Perhaps we should recognize that this regex [that detects which strings are used] has taken us as far as it can.

Yes, unfortunately, this is probably true. It was a good, simple solution that lasted us for quite a while, but the sims have increased in complexity, and we will likely need to find something better.

I'm going to unassign myself for now since I don't think there is anything at this time that is actionable on my part, but I'd be happy to take the lead on this if needed or participate in brainstorming sessions on how to improve our ability to detect which strings are used in a sim.

zepumph commented 1 year ago

We discussed this with @kathy-phet @samreid @jonathanolson @pixelzoom @arouinfar @zepumph today and decided that a development solution for this is not tenable. Instead we will work with the translator onboarding team to make sure they are aware of this "inconsistency".

Assigning @solaolateju @RVieyra @DianaTavares.

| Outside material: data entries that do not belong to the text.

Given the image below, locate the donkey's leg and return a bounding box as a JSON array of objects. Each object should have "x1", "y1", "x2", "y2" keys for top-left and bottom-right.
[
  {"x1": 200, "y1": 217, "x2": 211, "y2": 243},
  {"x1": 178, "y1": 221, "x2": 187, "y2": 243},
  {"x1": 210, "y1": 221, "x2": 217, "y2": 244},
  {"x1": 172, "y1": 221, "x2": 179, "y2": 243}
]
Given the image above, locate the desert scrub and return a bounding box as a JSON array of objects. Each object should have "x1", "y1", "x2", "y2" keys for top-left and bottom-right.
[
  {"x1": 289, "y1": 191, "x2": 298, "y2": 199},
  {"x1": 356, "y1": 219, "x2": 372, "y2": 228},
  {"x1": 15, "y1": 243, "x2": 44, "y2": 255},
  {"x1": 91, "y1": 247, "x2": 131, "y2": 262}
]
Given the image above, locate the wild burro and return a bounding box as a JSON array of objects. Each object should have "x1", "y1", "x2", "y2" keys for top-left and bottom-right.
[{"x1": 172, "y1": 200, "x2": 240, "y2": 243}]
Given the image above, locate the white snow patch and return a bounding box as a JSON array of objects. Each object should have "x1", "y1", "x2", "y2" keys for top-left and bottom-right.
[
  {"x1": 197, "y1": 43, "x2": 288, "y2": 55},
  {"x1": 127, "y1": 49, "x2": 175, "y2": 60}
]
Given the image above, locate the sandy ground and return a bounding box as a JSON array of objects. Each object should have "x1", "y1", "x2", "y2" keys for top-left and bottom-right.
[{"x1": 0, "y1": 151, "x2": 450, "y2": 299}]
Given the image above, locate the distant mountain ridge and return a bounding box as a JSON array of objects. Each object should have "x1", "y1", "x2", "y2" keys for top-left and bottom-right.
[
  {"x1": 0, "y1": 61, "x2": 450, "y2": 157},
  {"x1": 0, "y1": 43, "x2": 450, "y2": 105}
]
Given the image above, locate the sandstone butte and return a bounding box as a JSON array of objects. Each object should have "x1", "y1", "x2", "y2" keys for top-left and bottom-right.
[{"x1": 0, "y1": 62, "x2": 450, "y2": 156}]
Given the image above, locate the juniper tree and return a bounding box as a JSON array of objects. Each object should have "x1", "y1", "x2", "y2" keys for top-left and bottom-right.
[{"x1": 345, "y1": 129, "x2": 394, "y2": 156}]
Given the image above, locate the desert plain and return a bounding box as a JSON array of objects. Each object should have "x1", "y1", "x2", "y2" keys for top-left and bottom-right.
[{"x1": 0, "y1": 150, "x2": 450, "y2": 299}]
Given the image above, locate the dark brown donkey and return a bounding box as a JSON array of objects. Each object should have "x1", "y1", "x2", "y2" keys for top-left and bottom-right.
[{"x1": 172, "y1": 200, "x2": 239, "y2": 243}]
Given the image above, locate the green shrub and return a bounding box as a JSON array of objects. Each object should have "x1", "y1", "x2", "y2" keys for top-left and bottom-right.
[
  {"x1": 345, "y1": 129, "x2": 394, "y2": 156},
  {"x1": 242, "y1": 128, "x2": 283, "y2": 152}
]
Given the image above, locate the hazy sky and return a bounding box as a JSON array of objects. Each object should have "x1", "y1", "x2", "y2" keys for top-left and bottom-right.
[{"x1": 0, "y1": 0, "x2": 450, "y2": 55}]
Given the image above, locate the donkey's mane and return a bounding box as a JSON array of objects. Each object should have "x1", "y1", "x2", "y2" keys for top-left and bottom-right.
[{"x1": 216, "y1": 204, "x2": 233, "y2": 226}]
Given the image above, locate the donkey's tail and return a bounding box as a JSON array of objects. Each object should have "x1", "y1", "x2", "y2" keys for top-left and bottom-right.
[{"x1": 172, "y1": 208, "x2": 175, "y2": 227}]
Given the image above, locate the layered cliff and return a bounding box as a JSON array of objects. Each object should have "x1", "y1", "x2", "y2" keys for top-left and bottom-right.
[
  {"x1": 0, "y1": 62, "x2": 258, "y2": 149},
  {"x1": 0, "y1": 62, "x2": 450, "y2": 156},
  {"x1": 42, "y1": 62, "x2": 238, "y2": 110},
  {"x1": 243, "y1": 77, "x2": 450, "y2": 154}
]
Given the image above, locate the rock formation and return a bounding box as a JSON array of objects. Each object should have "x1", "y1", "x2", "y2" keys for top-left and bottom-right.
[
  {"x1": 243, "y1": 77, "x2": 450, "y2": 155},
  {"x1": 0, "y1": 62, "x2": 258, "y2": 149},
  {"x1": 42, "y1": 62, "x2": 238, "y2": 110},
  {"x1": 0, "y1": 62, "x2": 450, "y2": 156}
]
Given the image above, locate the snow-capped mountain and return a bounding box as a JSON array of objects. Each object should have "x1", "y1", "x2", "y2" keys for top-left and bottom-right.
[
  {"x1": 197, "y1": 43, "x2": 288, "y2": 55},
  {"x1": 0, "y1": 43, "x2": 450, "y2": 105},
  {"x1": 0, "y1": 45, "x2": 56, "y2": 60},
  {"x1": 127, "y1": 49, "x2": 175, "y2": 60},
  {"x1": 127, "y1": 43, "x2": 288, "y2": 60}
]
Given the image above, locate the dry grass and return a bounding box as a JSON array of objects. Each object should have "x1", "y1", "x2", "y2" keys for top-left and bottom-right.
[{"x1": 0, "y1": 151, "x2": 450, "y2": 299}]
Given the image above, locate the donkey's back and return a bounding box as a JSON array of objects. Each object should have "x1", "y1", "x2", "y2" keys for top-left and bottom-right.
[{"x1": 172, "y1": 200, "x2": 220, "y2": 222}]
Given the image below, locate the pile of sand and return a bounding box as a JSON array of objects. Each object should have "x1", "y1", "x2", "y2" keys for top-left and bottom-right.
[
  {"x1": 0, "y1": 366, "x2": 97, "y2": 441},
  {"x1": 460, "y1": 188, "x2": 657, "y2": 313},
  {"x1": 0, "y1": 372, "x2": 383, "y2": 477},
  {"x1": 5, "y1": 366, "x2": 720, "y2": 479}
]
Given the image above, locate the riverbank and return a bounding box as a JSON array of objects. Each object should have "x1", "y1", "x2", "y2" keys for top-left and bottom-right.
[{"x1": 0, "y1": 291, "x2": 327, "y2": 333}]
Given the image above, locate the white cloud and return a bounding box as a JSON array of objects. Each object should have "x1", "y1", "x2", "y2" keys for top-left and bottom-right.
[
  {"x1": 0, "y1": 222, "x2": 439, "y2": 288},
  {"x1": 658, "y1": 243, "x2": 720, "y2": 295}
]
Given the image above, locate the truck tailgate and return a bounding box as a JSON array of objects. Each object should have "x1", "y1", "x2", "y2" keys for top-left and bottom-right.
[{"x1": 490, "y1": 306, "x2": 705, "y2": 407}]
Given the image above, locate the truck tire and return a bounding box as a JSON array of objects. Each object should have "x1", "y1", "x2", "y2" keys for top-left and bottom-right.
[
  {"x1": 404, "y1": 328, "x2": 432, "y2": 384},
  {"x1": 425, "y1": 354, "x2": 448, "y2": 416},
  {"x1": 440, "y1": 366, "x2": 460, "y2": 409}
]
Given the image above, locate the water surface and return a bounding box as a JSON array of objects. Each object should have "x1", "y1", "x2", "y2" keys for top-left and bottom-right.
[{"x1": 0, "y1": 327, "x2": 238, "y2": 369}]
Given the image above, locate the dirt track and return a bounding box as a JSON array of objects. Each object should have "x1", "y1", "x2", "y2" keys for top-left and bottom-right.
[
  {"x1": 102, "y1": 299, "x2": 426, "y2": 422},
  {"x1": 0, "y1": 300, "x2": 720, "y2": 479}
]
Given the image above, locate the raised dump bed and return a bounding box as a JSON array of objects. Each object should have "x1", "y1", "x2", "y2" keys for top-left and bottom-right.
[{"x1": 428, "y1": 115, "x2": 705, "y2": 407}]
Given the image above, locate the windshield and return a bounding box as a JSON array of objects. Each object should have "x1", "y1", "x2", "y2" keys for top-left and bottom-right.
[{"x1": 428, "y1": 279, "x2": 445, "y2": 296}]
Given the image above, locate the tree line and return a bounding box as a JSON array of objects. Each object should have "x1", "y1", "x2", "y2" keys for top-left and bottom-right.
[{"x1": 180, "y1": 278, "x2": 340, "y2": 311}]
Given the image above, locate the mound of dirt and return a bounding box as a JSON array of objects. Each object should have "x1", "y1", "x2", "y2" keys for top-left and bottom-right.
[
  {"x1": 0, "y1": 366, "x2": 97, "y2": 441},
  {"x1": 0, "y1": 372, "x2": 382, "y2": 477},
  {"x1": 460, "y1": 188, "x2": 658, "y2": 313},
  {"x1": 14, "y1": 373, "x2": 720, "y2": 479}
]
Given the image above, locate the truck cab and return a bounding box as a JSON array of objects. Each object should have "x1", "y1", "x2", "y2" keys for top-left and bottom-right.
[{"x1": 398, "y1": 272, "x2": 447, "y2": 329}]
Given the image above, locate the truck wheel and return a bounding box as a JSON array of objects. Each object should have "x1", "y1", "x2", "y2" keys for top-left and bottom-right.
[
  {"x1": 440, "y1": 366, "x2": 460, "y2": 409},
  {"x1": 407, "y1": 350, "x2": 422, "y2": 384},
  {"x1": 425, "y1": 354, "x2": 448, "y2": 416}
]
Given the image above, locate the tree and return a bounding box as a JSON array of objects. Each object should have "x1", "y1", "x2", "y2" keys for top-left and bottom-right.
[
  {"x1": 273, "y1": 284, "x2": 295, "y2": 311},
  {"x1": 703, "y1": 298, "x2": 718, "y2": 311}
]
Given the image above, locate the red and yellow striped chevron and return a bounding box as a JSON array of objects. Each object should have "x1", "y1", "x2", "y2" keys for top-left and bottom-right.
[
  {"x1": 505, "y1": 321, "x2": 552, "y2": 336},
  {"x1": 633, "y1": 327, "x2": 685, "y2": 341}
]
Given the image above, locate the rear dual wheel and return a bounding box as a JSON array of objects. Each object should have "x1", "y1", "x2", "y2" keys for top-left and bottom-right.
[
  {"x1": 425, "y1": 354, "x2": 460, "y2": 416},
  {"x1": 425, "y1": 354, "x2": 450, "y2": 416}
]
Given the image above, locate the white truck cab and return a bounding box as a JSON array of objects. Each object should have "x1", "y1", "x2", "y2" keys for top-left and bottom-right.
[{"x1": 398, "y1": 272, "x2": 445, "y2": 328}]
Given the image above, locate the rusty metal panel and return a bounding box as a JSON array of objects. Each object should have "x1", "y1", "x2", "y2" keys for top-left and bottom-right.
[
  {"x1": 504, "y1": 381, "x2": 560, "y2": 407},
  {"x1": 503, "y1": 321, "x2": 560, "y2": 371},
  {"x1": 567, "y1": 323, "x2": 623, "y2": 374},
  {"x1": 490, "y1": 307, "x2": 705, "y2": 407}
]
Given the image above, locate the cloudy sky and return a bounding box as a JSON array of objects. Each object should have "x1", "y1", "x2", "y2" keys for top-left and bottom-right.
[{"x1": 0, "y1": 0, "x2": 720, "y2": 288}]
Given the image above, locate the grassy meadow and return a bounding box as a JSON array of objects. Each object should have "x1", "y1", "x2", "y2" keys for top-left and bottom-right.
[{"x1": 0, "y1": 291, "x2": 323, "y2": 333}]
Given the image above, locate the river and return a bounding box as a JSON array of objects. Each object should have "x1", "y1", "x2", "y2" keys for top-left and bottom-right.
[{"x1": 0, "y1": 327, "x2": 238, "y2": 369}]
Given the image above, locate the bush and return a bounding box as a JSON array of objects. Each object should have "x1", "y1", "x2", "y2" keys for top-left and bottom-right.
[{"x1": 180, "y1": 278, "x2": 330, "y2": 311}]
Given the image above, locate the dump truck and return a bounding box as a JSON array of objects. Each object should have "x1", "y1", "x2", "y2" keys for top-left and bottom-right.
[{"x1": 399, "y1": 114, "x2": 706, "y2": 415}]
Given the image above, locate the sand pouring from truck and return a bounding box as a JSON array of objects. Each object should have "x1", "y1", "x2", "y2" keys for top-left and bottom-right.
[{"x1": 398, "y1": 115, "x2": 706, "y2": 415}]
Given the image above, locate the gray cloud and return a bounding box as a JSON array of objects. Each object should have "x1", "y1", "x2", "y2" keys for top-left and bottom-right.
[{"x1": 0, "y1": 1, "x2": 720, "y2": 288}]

Please reach out to @kathy-phet to discuss the implications of some of these unused strings being served to translators in rosetta.

RVieyra commented 1 year ago

Ok, I've opened a Slack space for Diana, Sola, and me to discuss this with Kathy.

zepumph commented 1 year ago

Sounds good! I'm going to close, please let us know if there is anything else we can do to help.